PE100管及其热熔接头的蠕变裂纹扩展行为

聚乙烯(PE)管性能优异,广泛应用于城市水及燃气供应系统。PE管的主要破坏形式是长期静压载荷下的慢速裂纹扩展失效。在蠕变条件下,采用光滑试样和裂纹圆棒试样对PE100管及其热熔接头进行了测试,得到了基于蠕变断裂参数C*的蠕变裂纹扩展动力学关系式。利用扫描电子显微镜(SEM)分析了裂纹圆棒试样的断面形貌,对比分析结果发现,蠕变裂纹扩展失效模式对应的最大应力为15.05 MPa,热熔接头熔合面分布有约11个/mm^2、直径范围为1~5μm的微气孔,热熔接头断裂微纤平均长度比母材约小20%~45%。当热熔对接时,熔合面存在的微气孔以及系带分子的浅渗透是导致PE100热熔接头蠕变裂纹扩展抗力降低的主要原因。

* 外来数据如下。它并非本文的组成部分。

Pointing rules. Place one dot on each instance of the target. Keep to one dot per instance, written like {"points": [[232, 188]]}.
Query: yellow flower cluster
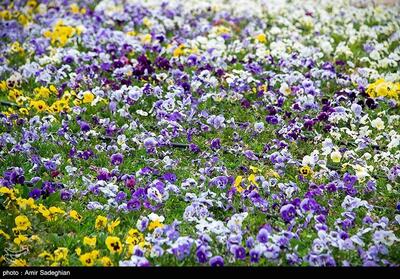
{"points": [[29, 214], [252, 178], [382, 88], [61, 33], [44, 99]]}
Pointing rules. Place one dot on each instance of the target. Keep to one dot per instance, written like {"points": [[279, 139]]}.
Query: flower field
{"points": [[199, 133]]}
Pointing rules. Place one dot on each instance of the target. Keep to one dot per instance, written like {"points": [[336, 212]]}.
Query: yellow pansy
{"points": [[78, 251], [22, 222], [113, 225], [75, 215], [47, 256], [106, 261], [20, 239], [24, 203], [40, 105], [61, 254], [18, 262], [5, 235], [101, 222], [114, 244], [90, 241], [88, 97]]}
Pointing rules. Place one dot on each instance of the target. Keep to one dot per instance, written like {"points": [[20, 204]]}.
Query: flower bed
{"points": [[199, 133]]}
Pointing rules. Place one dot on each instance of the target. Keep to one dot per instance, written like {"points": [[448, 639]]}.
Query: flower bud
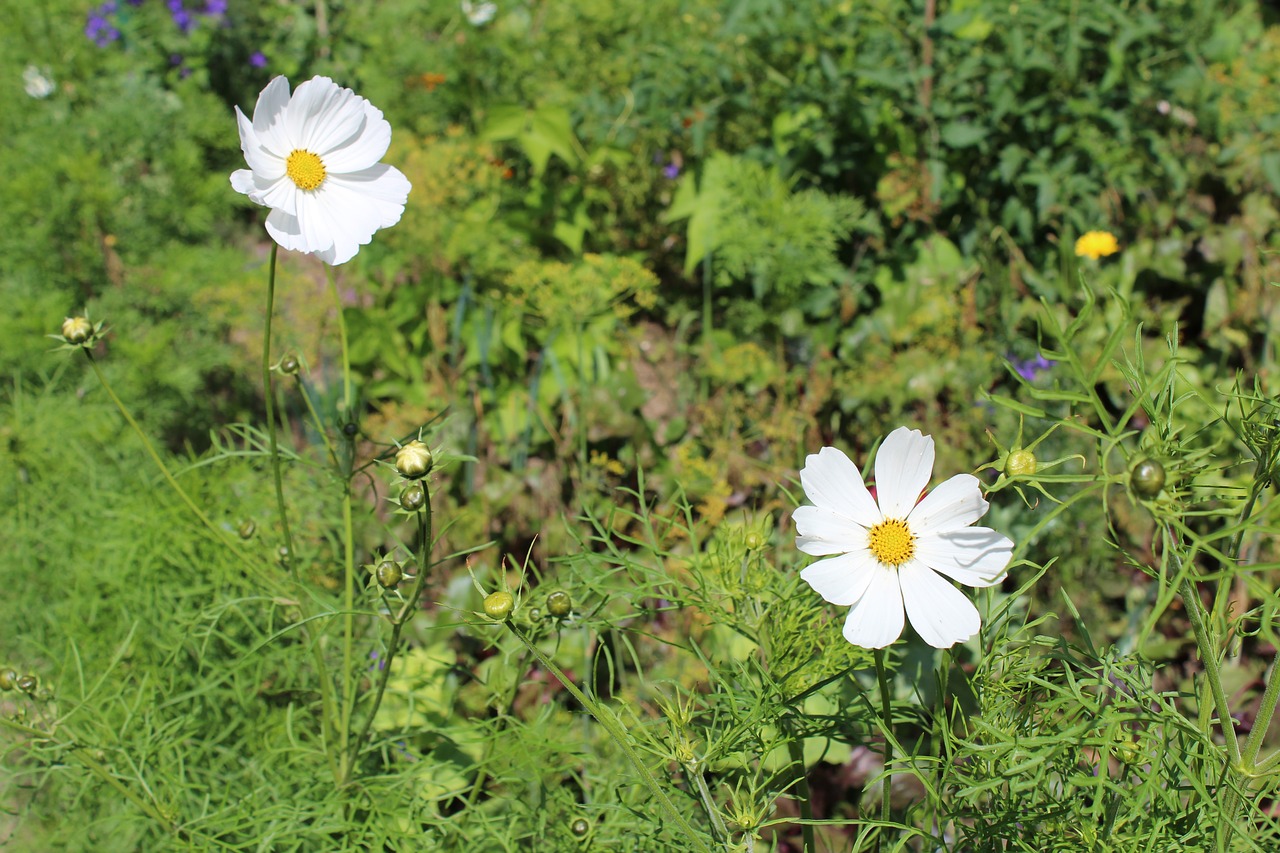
{"points": [[77, 329], [498, 605], [1020, 463], [414, 497], [388, 574], [560, 605], [1147, 478], [414, 460]]}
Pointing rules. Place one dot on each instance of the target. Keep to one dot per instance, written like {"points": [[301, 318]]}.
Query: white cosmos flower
{"points": [[478, 14], [314, 160], [892, 548], [36, 82]]}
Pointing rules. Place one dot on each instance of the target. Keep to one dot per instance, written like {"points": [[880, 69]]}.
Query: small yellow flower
{"points": [[1096, 243]]}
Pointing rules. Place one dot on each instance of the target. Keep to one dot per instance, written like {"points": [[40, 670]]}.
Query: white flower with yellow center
{"points": [[892, 548], [314, 160]]}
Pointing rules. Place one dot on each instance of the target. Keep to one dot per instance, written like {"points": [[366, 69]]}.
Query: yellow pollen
{"points": [[892, 542], [305, 169]]}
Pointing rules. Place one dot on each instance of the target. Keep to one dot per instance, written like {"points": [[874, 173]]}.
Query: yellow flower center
{"points": [[305, 169], [892, 542]]}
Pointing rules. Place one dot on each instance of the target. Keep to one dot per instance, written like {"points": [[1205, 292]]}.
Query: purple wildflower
{"points": [[1031, 368], [181, 17], [99, 28]]}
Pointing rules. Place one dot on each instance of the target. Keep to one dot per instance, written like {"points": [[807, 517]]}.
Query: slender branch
{"points": [[398, 621], [620, 737], [887, 723], [269, 395]]}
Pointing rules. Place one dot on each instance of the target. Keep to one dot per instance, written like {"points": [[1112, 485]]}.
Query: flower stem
{"points": [[887, 724], [269, 395], [620, 737], [398, 621]]}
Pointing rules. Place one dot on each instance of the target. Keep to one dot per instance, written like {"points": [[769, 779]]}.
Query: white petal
{"points": [[903, 468], [876, 620], [844, 579], [323, 115], [382, 188], [832, 482], [280, 194], [952, 505], [287, 231], [362, 150], [940, 614], [269, 113], [974, 556], [242, 181], [822, 532]]}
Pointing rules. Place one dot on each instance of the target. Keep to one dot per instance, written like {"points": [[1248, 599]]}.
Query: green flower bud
{"points": [[1147, 478], [1020, 463], [77, 329], [560, 605], [414, 460], [414, 497], [499, 605], [388, 574]]}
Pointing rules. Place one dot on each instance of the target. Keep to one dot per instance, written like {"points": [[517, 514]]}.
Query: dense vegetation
{"points": [[654, 255]]}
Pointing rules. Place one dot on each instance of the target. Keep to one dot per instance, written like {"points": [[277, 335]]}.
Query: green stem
{"points": [[695, 772], [887, 723], [103, 772], [348, 628], [620, 737], [1212, 674], [795, 747], [398, 621], [1262, 720], [342, 340], [269, 395]]}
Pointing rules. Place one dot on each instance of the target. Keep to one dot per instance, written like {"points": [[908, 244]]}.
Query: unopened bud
{"points": [[560, 605], [388, 574], [1020, 463], [414, 497], [414, 460], [499, 605], [77, 329]]}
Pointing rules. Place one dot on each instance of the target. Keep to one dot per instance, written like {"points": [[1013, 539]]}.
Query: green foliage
{"points": [[654, 254]]}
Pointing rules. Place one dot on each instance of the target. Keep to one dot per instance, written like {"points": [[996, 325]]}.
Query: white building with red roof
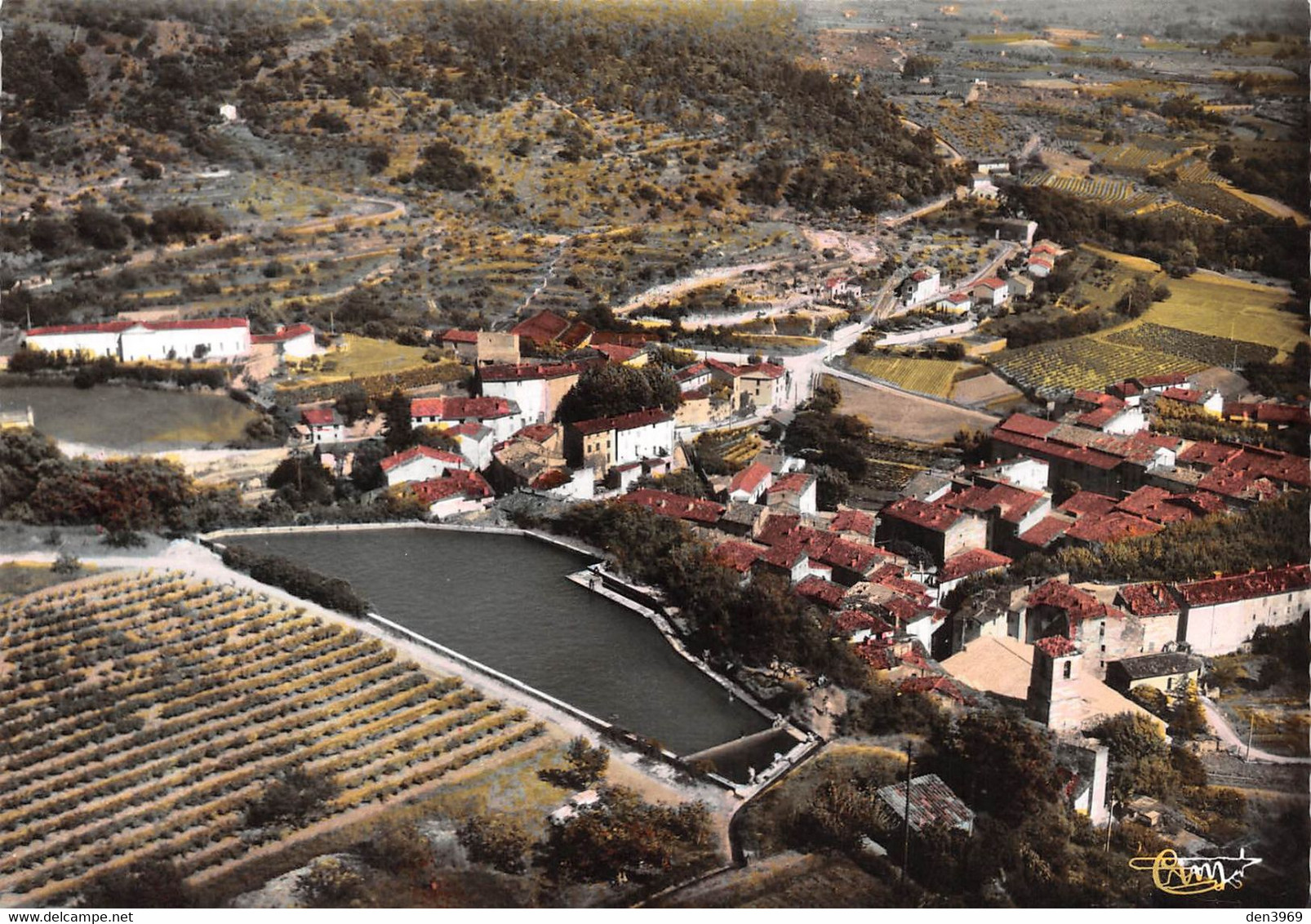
{"points": [[212, 340], [502, 415], [420, 464]]}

Creep Crack Growth ( CCG) Behavior of PE100 Pipe and Its Butt-Fusion Joint

Polyethylene(PE)pipe was widely applicated in city water and gas supply systems for its excellent properties.Most PE pipes were damaged by slow crack growth under long-term static pressure.Under the creep condition,PE100 pipe and its butt-fusion joint were tested by smooth specimens and cracked round bar specimens.The creep crack growth kinetics based on the creep fracture parameter C*was obtained.The fracture surfaces morphology of cracked round bar specimens were analyzed by scanning electron microscopy(SEM).By contrast,the maximum stress corresponding to failure mode of creep crack propagation was 15.05 MPa.There were micro pores with a density about 11/mm2 and diameters ranging from 1 to 5μm on the fusion surface of the butt-fusion joint.The average length of rupturing fibrils was 20%~45%shorter than that of parent material.The two main reasons that led to the decrease of the creep crack growth resistance of the PE100 butt-fusion joint were the existent micro pores on the fusion surface and the shallow penetration of the tie-molecules during butt-fusion process.